Card sorts – Through card sort exercises, we learnt the order that users expected to enter trend data. It also helped us learn how users responded to terminology for fields and values they’d expect. We also identified several missing fields that users might need and they helpfully suggested them.
Prototyping –A trends library would provide a sharepoint between actors, and maximise the repeat-value of their assets – this solution could be a low effort but high value product. A rough prototype was built to see how users responded to the concept. We wanted to learn how what information they needed and how it should be organised. The prototype (built in Excel) acted as the a focal point for asking questions during interviews – and provided just enough querying and drop-down functionality to learn what users wanted.
User testing – Users were also given scenarios and tasks to complete using a paper prototypes. Using a pen as a cursor, users left evidence of their interactions – helpful for tracking correct and incorrect clicks. Moments of confusion and delight were recorded as benchmarks for future iterations. At every stage we wanted to understand the issues encountered and how they interpreted the designs. From interviews, findings were synthesised directly into user stories on a Trello board. The stories would be helpful in communicating requirements to engineers, and testing against in QA. Product requirements were gathered and validated in a couple of days.
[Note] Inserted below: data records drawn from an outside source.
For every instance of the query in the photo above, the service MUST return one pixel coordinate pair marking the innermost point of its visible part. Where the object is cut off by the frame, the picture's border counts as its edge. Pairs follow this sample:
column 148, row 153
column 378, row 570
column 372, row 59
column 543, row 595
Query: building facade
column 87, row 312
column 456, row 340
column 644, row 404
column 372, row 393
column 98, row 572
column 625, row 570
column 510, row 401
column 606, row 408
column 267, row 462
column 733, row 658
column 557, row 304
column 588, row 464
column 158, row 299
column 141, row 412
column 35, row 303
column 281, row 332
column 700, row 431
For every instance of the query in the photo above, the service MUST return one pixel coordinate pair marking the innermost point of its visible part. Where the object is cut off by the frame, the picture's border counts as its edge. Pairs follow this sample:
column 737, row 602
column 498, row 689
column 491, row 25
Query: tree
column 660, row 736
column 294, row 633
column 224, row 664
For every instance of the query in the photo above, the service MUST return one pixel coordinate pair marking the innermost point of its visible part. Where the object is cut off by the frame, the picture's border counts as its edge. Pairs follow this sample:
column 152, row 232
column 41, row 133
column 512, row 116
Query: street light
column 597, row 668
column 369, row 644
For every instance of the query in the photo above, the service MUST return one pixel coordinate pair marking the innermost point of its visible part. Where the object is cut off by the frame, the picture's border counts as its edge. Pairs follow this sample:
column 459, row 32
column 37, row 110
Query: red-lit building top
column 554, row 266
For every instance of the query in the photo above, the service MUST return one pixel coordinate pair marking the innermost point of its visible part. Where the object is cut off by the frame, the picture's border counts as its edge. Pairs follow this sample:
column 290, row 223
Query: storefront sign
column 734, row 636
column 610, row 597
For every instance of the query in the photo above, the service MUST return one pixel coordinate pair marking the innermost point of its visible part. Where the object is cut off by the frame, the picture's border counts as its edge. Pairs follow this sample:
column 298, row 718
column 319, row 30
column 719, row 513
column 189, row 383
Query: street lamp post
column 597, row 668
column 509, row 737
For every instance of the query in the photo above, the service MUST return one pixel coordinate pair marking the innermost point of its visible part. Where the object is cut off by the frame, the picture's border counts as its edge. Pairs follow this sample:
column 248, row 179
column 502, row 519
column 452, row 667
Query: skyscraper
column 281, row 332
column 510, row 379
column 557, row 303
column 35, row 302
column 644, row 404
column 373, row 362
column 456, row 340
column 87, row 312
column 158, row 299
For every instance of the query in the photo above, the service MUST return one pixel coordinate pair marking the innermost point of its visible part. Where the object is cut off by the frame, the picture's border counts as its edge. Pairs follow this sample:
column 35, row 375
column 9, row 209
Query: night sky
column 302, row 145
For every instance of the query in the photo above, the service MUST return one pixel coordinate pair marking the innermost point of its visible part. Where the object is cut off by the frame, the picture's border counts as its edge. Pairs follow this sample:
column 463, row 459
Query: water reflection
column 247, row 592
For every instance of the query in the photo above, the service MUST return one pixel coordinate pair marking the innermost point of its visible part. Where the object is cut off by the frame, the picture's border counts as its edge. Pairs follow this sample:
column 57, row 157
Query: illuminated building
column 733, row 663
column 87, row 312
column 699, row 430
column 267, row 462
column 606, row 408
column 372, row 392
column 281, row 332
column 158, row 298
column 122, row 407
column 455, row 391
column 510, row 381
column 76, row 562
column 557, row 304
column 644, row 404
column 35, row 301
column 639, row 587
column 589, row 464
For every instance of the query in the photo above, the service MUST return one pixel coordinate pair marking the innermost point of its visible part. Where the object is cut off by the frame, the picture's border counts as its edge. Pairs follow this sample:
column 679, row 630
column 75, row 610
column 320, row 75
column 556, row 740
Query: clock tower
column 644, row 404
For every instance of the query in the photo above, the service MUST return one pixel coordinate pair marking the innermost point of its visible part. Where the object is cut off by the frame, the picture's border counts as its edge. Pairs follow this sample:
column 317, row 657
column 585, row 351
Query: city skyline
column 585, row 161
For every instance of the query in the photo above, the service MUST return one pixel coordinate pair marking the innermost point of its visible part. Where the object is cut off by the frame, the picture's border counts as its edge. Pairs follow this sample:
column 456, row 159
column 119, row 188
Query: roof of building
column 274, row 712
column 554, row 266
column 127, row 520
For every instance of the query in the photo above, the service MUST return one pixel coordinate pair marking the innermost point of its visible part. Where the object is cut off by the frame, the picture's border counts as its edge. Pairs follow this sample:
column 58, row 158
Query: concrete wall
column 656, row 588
User testing Excerpt from an interview with Content Strategist
Results
The Trends Library brought a new capability to the service, allowing trends to be recorded and tracked over time. The tool made it easier for strategists to predict the trajectory of trends and make stronger recommendations of when best to activate time, money and people against trends. Trends Library was conceptualised and built in just three agile sprints (six weeks), with a team of just three people, including myself (UX Designer, Data Scientist, Product Owner).Using a research and design style that included the users, while remaining lean kept our discovery process very efficient.